Down one from last year, the sweet queen of cocktails with an embittered spirit was a top seller in more than half our 100 polled bars, which most frequently make this perfect match of peppery rye, bitters and sweet vermouth with Bulleit, Rittenhouse and Maker’s Mark. This classic is thought to be from New York, so where better to head for the recipe? Jim Meehan of PDT suggests rye whiskey, sweet vermouth and two dashes of Angostura, stirred with ice, strained into a chilled coupe and garnished with brandied cherries.


The Daiquiri is the most ordered rum drink in the world’s best bars, so we should probably learn to say it right. It’s dy-key-ree. In Cuba, they can say it, and there is no better place to empty the glass than in Havana’s La Floridita. Take lime juice, white rum and sugar syrup. Shake, serve and repeat.


Like the Old Fashioned, the Negroni has passed over the counter from bartender to customer to now be appreciated on either side of the great divide. It remains the second most drunk cocktail in our sample. Count Negroni had the first, but count the Negronis made at the world’s best bars and you’ll see why it is second on our list. Three-quarters of bars said this was in their top 10 classics and one in five pronounced it to be their most made. Don’t mess with the recipe, says received wisdom, including the sagely Gaz Regan. It’s a third, a third, a third of Campari, sweet vermouth and gin.
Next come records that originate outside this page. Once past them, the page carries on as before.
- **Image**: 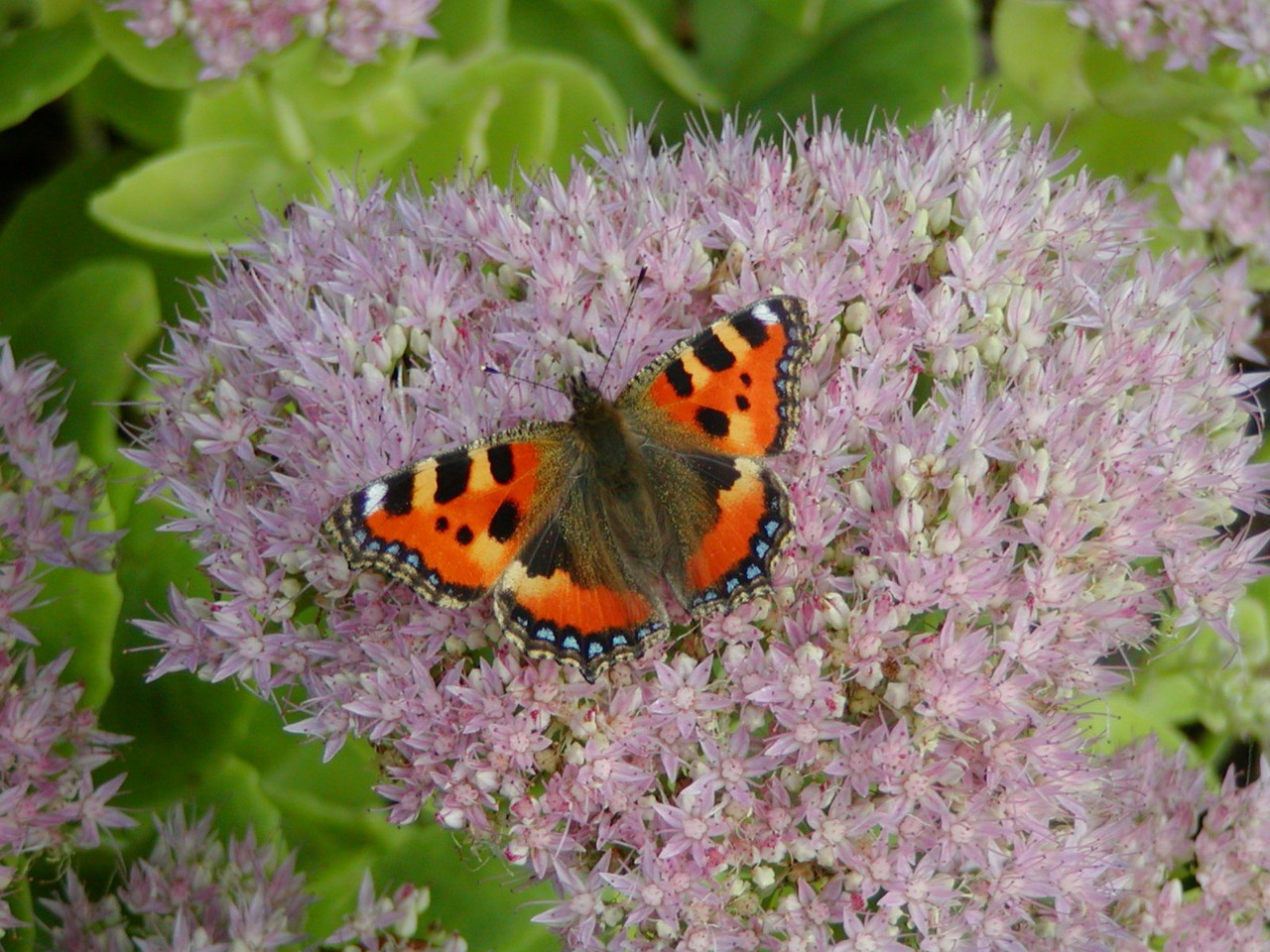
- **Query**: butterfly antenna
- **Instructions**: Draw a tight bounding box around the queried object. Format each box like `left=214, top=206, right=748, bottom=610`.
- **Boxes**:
left=480, top=363, right=564, bottom=394
left=595, top=266, right=648, bottom=387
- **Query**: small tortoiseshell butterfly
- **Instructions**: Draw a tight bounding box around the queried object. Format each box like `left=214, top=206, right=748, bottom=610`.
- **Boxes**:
left=325, top=298, right=811, bottom=681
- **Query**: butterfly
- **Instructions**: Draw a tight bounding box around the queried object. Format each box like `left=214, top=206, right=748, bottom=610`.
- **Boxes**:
left=323, top=296, right=811, bottom=681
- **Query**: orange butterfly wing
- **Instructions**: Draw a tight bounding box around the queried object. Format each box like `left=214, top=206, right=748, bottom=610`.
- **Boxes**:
left=325, top=422, right=568, bottom=607
left=617, top=296, right=811, bottom=615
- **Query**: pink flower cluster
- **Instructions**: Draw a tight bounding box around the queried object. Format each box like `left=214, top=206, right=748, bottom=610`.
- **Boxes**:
left=1068, top=0, right=1270, bottom=69
left=0, top=339, right=132, bottom=928
left=136, top=109, right=1270, bottom=952
left=1166, top=128, right=1270, bottom=266
left=46, top=811, right=456, bottom=952
left=112, top=0, right=441, bottom=80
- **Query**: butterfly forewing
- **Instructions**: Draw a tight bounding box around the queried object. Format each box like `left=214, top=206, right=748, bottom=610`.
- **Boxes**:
left=617, top=296, right=809, bottom=456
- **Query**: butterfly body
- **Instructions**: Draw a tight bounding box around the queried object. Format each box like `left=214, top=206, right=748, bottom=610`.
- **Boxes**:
left=326, top=298, right=808, bottom=680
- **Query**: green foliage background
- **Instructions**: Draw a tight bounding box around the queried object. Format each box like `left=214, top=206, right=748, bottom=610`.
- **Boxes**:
left=0, top=0, right=1270, bottom=949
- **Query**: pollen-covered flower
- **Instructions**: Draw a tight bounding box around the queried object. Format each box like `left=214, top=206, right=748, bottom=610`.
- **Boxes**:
left=136, top=109, right=1267, bottom=951
left=112, top=0, right=441, bottom=80
left=1068, top=0, right=1270, bottom=69
left=0, top=339, right=132, bottom=928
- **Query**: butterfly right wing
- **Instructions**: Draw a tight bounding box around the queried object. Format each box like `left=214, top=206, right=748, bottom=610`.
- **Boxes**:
left=494, top=470, right=670, bottom=681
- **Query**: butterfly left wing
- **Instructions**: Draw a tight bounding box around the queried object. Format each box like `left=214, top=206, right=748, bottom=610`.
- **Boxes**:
left=323, top=422, right=571, bottom=608
left=617, top=296, right=811, bottom=616
left=494, top=479, right=670, bottom=681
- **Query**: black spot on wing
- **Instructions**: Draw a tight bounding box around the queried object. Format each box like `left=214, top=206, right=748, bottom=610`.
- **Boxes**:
left=693, top=331, right=736, bottom=373
left=489, top=499, right=521, bottom=542
left=380, top=470, right=414, bottom=516
left=731, top=309, right=771, bottom=348
left=684, top=453, right=740, bottom=493
left=521, top=520, right=576, bottom=579
left=696, top=407, right=730, bottom=439
left=666, top=358, right=693, bottom=396
left=432, top=449, right=472, bottom=503
left=485, top=443, right=516, bottom=486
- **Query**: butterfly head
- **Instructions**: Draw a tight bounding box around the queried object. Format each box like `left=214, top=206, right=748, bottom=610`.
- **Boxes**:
left=564, top=371, right=608, bottom=417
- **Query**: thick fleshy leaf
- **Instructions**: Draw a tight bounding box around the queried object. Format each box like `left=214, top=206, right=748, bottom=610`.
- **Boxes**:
left=992, top=0, right=1091, bottom=118
left=85, top=3, right=203, bottom=89
left=22, top=555, right=123, bottom=708
left=75, top=59, right=188, bottom=150
left=742, top=0, right=976, bottom=130
left=5, top=259, right=160, bottom=464
left=89, top=142, right=314, bottom=255
left=428, top=0, right=511, bottom=60
left=405, top=54, right=622, bottom=186
left=551, top=0, right=727, bottom=109
left=267, top=40, right=422, bottom=119
left=0, top=18, right=104, bottom=128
Bartenders are not known to enjoy repetition, but the Old Fashioned, that vanguard drink of the classic cocktail revival, has been a fixture at the top of this list for three straight years. It shows no sign of waning – indeed, this American whiskey classic is gaining in popularity, says our poll. Three-quarters of bars said it was among their top 10 best selling classics and a third said it was their number one. Our bars opt for bourbon, but cocktail historian David Wondrich suggests rye would probably have been the likely choice way back when. He goes with: 1 sugar cube wetted with three dashes of Angostura bitters and a little soda, crushed, stirred with a large ice cube and two ounces of rye.